When our military men and women enlist, they promise to uphold certain obligations that are expected of them. These obligations at a personal level are frequently extremely challenging for them to live up to. In return, our military institutions also sign on to a list of obligations that enlistees expect of them. These institutional and societal obligations are not challenging to live up to.

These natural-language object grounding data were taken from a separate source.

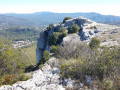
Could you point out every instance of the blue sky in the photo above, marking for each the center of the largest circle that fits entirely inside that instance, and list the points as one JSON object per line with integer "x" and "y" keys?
{"x": 109, "y": 7}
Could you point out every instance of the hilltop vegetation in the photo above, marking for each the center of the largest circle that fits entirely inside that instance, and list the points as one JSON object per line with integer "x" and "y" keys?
{"x": 41, "y": 19}
{"x": 14, "y": 62}
{"x": 20, "y": 33}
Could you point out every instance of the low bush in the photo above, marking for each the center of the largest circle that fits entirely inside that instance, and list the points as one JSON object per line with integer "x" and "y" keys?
{"x": 49, "y": 27}
{"x": 54, "y": 49}
{"x": 95, "y": 43}
{"x": 67, "y": 18}
{"x": 45, "y": 56}
{"x": 56, "y": 38}
{"x": 74, "y": 29}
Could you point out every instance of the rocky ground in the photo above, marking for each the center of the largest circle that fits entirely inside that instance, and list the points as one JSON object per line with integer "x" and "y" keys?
{"x": 48, "y": 78}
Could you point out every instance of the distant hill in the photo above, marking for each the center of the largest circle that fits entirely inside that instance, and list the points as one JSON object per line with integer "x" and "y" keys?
{"x": 40, "y": 19}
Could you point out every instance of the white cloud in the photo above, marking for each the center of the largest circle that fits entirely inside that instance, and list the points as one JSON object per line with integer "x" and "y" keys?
{"x": 104, "y": 9}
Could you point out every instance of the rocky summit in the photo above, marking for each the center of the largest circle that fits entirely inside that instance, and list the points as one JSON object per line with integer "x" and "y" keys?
{"x": 108, "y": 34}
{"x": 48, "y": 77}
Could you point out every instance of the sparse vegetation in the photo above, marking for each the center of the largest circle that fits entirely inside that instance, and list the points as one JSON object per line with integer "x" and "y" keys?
{"x": 82, "y": 61}
{"x": 54, "y": 49}
{"x": 95, "y": 43}
{"x": 49, "y": 27}
{"x": 56, "y": 38}
{"x": 74, "y": 29}
{"x": 66, "y": 18}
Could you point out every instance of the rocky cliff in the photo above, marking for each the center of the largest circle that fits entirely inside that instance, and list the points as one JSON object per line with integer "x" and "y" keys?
{"x": 89, "y": 29}
{"x": 48, "y": 78}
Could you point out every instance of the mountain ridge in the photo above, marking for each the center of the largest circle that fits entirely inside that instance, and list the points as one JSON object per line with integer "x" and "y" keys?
{"x": 45, "y": 18}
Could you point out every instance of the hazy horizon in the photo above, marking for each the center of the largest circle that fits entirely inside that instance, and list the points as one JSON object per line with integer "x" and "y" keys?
{"x": 106, "y": 7}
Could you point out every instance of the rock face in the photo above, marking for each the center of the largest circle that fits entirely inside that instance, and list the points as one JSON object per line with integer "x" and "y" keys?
{"x": 89, "y": 29}
{"x": 48, "y": 78}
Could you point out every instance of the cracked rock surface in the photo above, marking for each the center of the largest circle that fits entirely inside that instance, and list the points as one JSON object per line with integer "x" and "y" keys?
{"x": 46, "y": 78}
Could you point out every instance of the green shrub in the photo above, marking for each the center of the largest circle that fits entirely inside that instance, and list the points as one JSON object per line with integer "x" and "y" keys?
{"x": 46, "y": 56}
{"x": 23, "y": 77}
{"x": 108, "y": 84}
{"x": 74, "y": 29}
{"x": 99, "y": 65}
{"x": 56, "y": 38}
{"x": 54, "y": 49}
{"x": 66, "y": 18}
{"x": 63, "y": 30}
{"x": 49, "y": 27}
{"x": 1, "y": 44}
{"x": 95, "y": 43}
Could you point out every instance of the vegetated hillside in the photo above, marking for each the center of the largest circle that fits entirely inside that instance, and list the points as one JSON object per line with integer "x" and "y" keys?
{"x": 20, "y": 33}
{"x": 85, "y": 55}
{"x": 45, "y": 18}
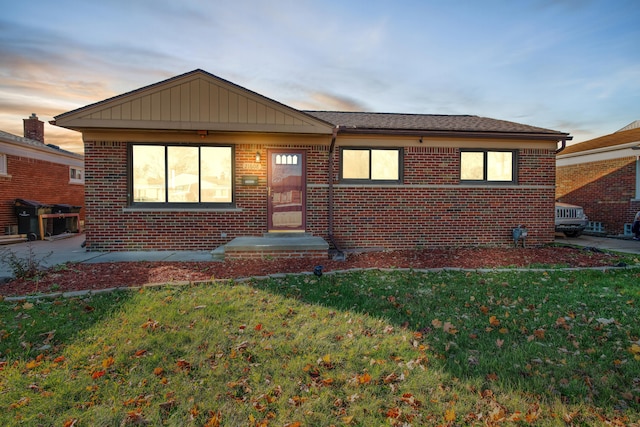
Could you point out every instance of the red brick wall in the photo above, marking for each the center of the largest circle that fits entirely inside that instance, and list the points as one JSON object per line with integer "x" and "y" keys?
{"x": 430, "y": 209}
{"x": 39, "y": 180}
{"x": 604, "y": 188}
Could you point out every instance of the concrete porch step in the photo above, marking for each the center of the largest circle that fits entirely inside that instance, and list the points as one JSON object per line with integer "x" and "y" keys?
{"x": 274, "y": 245}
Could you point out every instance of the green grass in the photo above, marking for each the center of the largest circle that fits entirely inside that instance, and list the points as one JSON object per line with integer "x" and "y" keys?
{"x": 365, "y": 348}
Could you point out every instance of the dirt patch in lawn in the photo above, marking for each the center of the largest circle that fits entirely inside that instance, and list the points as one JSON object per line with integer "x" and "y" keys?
{"x": 74, "y": 277}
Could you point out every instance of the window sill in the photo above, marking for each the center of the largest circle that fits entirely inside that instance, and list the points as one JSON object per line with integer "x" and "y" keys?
{"x": 181, "y": 209}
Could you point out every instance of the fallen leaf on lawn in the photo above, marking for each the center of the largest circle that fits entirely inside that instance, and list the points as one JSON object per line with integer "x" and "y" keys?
{"x": 20, "y": 403}
{"x": 150, "y": 324}
{"x": 393, "y": 413}
{"x": 449, "y": 328}
{"x": 97, "y": 374}
{"x": 109, "y": 361}
{"x": 450, "y": 415}
{"x": 347, "y": 420}
{"x": 364, "y": 378}
{"x": 32, "y": 364}
{"x": 183, "y": 365}
{"x": 214, "y": 421}
{"x": 492, "y": 377}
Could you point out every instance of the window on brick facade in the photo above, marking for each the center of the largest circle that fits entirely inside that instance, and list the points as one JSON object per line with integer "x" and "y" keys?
{"x": 180, "y": 174}
{"x": 488, "y": 166}
{"x": 76, "y": 175}
{"x": 371, "y": 164}
{"x": 3, "y": 164}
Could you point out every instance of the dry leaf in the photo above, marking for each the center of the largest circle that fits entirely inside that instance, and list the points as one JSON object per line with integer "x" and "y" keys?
{"x": 450, "y": 415}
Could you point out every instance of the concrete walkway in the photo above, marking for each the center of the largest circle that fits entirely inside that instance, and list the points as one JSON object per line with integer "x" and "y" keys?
{"x": 617, "y": 244}
{"x": 50, "y": 253}
{"x": 55, "y": 252}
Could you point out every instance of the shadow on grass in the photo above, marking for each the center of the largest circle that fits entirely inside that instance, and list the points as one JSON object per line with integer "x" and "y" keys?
{"x": 555, "y": 335}
{"x": 33, "y": 327}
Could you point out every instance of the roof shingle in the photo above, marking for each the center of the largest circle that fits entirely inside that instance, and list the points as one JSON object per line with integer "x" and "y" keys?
{"x": 425, "y": 122}
{"x": 616, "y": 138}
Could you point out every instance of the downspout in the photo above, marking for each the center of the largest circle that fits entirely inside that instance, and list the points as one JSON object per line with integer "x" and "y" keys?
{"x": 340, "y": 253}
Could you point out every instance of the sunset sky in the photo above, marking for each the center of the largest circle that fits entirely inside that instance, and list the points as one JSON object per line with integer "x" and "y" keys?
{"x": 567, "y": 65}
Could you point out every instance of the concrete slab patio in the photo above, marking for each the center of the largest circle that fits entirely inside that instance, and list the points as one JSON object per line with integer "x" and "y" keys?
{"x": 61, "y": 251}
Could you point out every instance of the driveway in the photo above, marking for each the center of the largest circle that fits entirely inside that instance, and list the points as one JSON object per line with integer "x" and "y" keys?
{"x": 626, "y": 245}
{"x": 50, "y": 253}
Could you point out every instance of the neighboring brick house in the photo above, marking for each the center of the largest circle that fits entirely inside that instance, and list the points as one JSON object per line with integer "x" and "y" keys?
{"x": 603, "y": 176}
{"x": 33, "y": 170}
{"x": 195, "y": 161}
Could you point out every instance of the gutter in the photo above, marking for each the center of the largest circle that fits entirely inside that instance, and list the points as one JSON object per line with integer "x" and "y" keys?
{"x": 564, "y": 145}
{"x": 340, "y": 252}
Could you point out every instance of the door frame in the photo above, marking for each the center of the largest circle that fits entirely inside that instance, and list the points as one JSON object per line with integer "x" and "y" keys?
{"x": 303, "y": 188}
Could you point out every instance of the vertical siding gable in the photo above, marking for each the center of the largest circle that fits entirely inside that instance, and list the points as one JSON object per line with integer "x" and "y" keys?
{"x": 194, "y": 102}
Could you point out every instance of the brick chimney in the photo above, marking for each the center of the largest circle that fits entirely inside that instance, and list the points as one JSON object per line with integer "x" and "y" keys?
{"x": 34, "y": 128}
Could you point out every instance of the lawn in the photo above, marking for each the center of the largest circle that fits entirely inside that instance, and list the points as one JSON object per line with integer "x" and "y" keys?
{"x": 365, "y": 348}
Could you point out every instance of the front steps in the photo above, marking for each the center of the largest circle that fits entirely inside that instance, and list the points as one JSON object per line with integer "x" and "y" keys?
{"x": 274, "y": 245}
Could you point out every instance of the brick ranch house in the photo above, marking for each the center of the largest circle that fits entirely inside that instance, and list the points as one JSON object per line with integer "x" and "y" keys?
{"x": 33, "y": 170}
{"x": 603, "y": 176}
{"x": 195, "y": 161}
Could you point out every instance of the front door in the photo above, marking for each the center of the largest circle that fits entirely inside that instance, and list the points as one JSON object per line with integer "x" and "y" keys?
{"x": 286, "y": 181}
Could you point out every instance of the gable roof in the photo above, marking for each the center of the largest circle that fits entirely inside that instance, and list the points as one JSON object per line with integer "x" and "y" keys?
{"x": 429, "y": 124}
{"x": 622, "y": 138}
{"x": 196, "y": 100}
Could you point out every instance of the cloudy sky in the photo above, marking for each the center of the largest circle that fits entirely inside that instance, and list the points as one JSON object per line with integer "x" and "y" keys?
{"x": 567, "y": 65}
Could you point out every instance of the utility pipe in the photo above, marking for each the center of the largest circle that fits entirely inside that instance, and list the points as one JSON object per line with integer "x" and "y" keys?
{"x": 330, "y": 201}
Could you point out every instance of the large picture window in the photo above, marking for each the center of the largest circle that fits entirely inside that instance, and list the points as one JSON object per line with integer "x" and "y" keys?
{"x": 180, "y": 174}
{"x": 376, "y": 165}
{"x": 488, "y": 166}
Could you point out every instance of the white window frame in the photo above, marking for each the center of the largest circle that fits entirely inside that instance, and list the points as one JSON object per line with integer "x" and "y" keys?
{"x": 369, "y": 178}
{"x": 76, "y": 175}
{"x": 166, "y": 186}
{"x": 485, "y": 167}
{"x": 3, "y": 164}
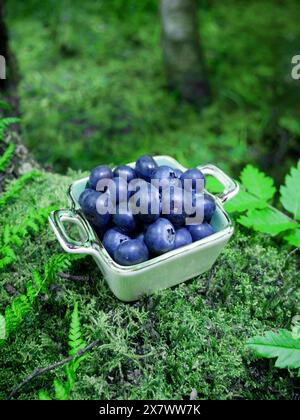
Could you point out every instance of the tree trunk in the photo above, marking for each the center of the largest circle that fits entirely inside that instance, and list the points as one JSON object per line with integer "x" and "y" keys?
{"x": 8, "y": 85}
{"x": 182, "y": 52}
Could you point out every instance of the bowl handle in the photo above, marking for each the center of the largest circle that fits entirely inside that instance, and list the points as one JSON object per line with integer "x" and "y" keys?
{"x": 231, "y": 187}
{"x": 88, "y": 238}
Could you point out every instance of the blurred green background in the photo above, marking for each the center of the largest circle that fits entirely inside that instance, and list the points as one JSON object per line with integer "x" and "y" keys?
{"x": 93, "y": 87}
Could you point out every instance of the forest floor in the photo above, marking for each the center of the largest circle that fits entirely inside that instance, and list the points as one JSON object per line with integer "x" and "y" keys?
{"x": 93, "y": 88}
{"x": 189, "y": 337}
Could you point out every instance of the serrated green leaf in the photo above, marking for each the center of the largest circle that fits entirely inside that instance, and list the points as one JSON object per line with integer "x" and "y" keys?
{"x": 293, "y": 238}
{"x": 281, "y": 345}
{"x": 290, "y": 192}
{"x": 267, "y": 220}
{"x": 257, "y": 183}
{"x": 244, "y": 201}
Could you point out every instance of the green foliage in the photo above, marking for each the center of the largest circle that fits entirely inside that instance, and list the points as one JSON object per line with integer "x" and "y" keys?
{"x": 77, "y": 95}
{"x": 256, "y": 190}
{"x": 290, "y": 192}
{"x": 16, "y": 187}
{"x": 76, "y": 343}
{"x": 283, "y": 345}
{"x": 5, "y": 123}
{"x": 6, "y": 157}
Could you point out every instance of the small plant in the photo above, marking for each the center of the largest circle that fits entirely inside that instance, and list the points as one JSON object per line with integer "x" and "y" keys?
{"x": 283, "y": 344}
{"x": 14, "y": 236}
{"x": 253, "y": 203}
{"x": 76, "y": 344}
{"x": 21, "y": 305}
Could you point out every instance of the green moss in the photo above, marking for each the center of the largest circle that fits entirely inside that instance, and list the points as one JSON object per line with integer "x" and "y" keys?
{"x": 93, "y": 84}
{"x": 190, "y": 336}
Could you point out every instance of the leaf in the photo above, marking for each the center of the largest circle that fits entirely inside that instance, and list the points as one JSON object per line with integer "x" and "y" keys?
{"x": 293, "y": 238}
{"x": 244, "y": 201}
{"x": 281, "y": 345}
{"x": 60, "y": 391}
{"x": 290, "y": 192}
{"x": 76, "y": 342}
{"x": 2, "y": 328}
{"x": 257, "y": 183}
{"x": 267, "y": 220}
{"x": 44, "y": 396}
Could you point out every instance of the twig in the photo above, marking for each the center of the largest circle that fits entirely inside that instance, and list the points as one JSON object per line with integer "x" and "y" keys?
{"x": 40, "y": 371}
{"x": 71, "y": 277}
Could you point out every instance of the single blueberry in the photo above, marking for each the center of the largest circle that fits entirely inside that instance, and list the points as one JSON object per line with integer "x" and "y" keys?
{"x": 92, "y": 202}
{"x": 131, "y": 252}
{"x": 145, "y": 166}
{"x": 194, "y": 180}
{"x": 172, "y": 205}
{"x": 118, "y": 190}
{"x": 112, "y": 239}
{"x": 99, "y": 173}
{"x": 126, "y": 172}
{"x": 182, "y": 238}
{"x": 160, "y": 236}
{"x": 178, "y": 173}
{"x": 200, "y": 231}
{"x": 124, "y": 219}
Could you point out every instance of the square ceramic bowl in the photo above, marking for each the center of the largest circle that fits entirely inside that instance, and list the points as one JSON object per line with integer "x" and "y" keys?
{"x": 131, "y": 283}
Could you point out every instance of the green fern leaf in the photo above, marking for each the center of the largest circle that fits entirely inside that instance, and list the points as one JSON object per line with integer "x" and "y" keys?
{"x": 290, "y": 192}
{"x": 267, "y": 220}
{"x": 76, "y": 342}
{"x": 281, "y": 345}
{"x": 257, "y": 183}
{"x": 6, "y": 157}
{"x": 60, "y": 391}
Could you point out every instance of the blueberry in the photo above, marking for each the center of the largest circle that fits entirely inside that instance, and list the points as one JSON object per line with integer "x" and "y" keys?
{"x": 145, "y": 202}
{"x": 125, "y": 220}
{"x": 172, "y": 203}
{"x": 98, "y": 173}
{"x": 182, "y": 238}
{"x": 140, "y": 237}
{"x": 193, "y": 175}
{"x": 200, "y": 231}
{"x": 112, "y": 239}
{"x": 165, "y": 176}
{"x": 131, "y": 252}
{"x": 126, "y": 172}
{"x": 91, "y": 202}
{"x": 145, "y": 166}
{"x": 118, "y": 190}
{"x": 178, "y": 173}
{"x": 160, "y": 236}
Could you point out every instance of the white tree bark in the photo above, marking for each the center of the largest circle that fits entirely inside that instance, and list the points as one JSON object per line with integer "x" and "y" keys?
{"x": 181, "y": 48}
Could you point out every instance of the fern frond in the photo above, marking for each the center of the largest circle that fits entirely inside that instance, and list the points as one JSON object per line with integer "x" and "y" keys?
{"x": 5, "y": 158}
{"x": 17, "y": 186}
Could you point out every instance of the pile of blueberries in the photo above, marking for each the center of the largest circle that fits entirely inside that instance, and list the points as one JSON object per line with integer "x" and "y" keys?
{"x": 134, "y": 238}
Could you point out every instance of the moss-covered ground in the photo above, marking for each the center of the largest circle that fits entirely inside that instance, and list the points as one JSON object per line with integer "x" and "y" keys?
{"x": 189, "y": 337}
{"x": 93, "y": 87}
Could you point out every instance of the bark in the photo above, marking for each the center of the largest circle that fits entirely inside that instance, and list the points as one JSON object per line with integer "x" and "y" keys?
{"x": 182, "y": 52}
{"x": 8, "y": 85}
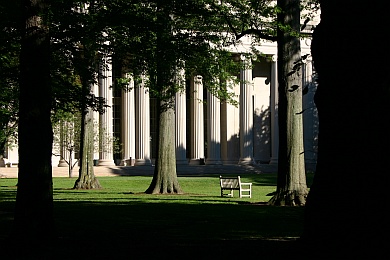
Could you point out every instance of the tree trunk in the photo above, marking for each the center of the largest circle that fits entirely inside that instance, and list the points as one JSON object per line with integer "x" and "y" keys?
{"x": 291, "y": 184}
{"x": 346, "y": 213}
{"x": 165, "y": 178}
{"x": 87, "y": 179}
{"x": 34, "y": 199}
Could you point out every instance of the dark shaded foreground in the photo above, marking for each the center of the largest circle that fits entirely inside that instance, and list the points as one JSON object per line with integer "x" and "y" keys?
{"x": 112, "y": 248}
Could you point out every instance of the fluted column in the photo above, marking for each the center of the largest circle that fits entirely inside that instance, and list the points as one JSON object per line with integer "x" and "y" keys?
{"x": 128, "y": 124}
{"x": 310, "y": 123}
{"x": 213, "y": 129}
{"x": 274, "y": 111}
{"x": 96, "y": 118}
{"x": 63, "y": 151}
{"x": 181, "y": 128}
{"x": 142, "y": 124}
{"x": 197, "y": 121}
{"x": 106, "y": 153}
{"x": 246, "y": 113}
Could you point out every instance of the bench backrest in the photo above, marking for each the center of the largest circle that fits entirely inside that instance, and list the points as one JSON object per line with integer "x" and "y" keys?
{"x": 230, "y": 182}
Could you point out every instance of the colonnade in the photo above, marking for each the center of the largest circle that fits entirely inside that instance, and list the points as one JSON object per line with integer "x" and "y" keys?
{"x": 135, "y": 122}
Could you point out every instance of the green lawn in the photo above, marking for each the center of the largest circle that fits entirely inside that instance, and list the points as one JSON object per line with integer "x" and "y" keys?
{"x": 120, "y": 217}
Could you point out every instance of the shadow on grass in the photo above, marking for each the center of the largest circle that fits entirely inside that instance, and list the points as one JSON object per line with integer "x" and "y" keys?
{"x": 133, "y": 228}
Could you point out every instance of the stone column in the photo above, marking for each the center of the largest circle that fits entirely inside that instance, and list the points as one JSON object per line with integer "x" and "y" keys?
{"x": 213, "y": 129}
{"x": 96, "y": 118}
{"x": 63, "y": 149}
{"x": 128, "y": 124}
{"x": 197, "y": 121}
{"x": 310, "y": 118}
{"x": 106, "y": 153}
{"x": 246, "y": 113}
{"x": 181, "y": 128}
{"x": 274, "y": 111}
{"x": 142, "y": 124}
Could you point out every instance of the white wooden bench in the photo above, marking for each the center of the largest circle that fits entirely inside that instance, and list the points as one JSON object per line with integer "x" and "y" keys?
{"x": 234, "y": 183}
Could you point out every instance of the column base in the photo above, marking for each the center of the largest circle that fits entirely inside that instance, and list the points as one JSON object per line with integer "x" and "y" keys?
{"x": 127, "y": 162}
{"x": 62, "y": 163}
{"x": 273, "y": 161}
{"x": 142, "y": 162}
{"x": 105, "y": 162}
{"x": 182, "y": 162}
{"x": 213, "y": 162}
{"x": 246, "y": 161}
{"x": 197, "y": 161}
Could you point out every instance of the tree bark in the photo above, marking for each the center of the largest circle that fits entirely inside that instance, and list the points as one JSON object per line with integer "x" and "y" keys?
{"x": 346, "y": 214}
{"x": 87, "y": 178}
{"x": 34, "y": 199}
{"x": 165, "y": 176}
{"x": 291, "y": 183}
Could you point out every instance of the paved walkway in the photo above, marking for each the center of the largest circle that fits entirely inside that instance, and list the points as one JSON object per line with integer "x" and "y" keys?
{"x": 182, "y": 170}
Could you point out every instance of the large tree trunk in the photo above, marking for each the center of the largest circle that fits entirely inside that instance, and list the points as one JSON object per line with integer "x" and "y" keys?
{"x": 291, "y": 184}
{"x": 34, "y": 199}
{"x": 346, "y": 213}
{"x": 165, "y": 177}
{"x": 87, "y": 179}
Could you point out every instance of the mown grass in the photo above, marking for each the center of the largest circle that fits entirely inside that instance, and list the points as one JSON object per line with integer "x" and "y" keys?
{"x": 121, "y": 217}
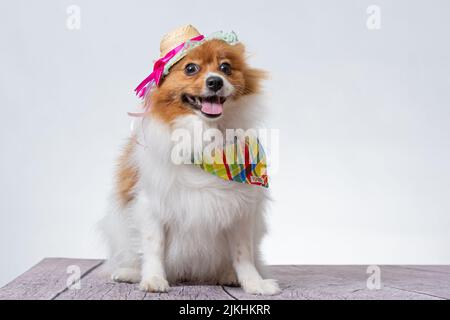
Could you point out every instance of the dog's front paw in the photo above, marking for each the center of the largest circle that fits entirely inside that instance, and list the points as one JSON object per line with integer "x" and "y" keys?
{"x": 261, "y": 286}
{"x": 154, "y": 284}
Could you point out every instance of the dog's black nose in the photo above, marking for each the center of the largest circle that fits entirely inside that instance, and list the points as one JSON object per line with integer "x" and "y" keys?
{"x": 214, "y": 83}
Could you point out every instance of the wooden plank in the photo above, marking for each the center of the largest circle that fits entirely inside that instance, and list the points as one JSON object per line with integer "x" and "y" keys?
{"x": 97, "y": 286}
{"x": 46, "y": 279}
{"x": 430, "y": 280}
{"x": 335, "y": 282}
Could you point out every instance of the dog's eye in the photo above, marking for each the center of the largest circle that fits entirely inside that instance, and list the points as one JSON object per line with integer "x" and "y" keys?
{"x": 191, "y": 69}
{"x": 225, "y": 68}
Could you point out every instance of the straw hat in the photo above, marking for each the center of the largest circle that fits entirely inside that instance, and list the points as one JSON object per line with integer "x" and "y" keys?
{"x": 172, "y": 39}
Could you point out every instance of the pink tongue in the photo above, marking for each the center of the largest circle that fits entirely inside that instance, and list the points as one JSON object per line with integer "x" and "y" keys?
{"x": 213, "y": 108}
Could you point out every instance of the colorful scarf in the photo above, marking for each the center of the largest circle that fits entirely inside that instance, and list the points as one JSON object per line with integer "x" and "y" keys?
{"x": 241, "y": 162}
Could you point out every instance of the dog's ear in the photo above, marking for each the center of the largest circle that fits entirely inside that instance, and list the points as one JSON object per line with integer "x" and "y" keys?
{"x": 253, "y": 77}
{"x": 253, "y": 80}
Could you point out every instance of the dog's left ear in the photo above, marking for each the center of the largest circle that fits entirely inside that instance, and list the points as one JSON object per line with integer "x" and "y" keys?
{"x": 253, "y": 77}
{"x": 253, "y": 80}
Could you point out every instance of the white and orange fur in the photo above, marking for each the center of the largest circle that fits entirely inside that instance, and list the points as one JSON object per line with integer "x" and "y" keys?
{"x": 170, "y": 223}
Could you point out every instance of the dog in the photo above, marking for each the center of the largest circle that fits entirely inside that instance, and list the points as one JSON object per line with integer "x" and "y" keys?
{"x": 171, "y": 223}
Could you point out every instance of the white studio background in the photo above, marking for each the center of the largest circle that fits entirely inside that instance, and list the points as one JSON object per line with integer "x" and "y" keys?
{"x": 363, "y": 114}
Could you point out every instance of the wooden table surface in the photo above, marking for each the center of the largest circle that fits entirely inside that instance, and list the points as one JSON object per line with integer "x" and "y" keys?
{"x": 50, "y": 279}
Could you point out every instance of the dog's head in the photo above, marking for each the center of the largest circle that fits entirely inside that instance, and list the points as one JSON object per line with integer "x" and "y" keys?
{"x": 205, "y": 81}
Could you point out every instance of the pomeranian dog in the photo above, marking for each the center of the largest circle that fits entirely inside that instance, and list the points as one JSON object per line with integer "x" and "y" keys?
{"x": 170, "y": 222}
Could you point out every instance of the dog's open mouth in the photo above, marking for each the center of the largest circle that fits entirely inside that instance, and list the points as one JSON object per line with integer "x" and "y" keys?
{"x": 211, "y": 106}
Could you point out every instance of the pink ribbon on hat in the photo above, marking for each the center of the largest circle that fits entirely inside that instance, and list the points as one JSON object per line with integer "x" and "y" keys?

Among our military and societal obligations to our military is the promise to provide medical care to all serving in our behalf. When our military return from foreign deployments, these men and women should receive the best health care that we as a society can provide. Along with that also goes the legal promise their civilian job will still be waiting for them.
What happened to Lieutenant Commander J. Gregory Richardson (retired) should never have occurred. When he returned in 2011 from his fifth tour of duty spanning a military career of three decades, neither were his documented medical issues resolved, nor did his employer, U.S. Customs and Border Protection Internal Affairs, accommodate his documented medical issues in the work place.
CBP IA Integrity Programs Division did not provide Richardson the opportunity to continue to serve his country; that is our loss. Neither did it show the slightest bit of compassion to this returning disabled veteran who eventually was forced out of his job as a GS-14 Senior Security Analyst.
Said one of Richardson’s co-workers, “All he needed was an once of compassion.” None of his division supervisors or senior leadership at CBP IA, Mr. James Tomsheck, took the time or the effort to help Richardson. Instead they and their agency for years have hidden behind procedures, policies, and bureaucratic paper shuffling.
Our institutional and societal obligations to those in our military are not challenging to live up to.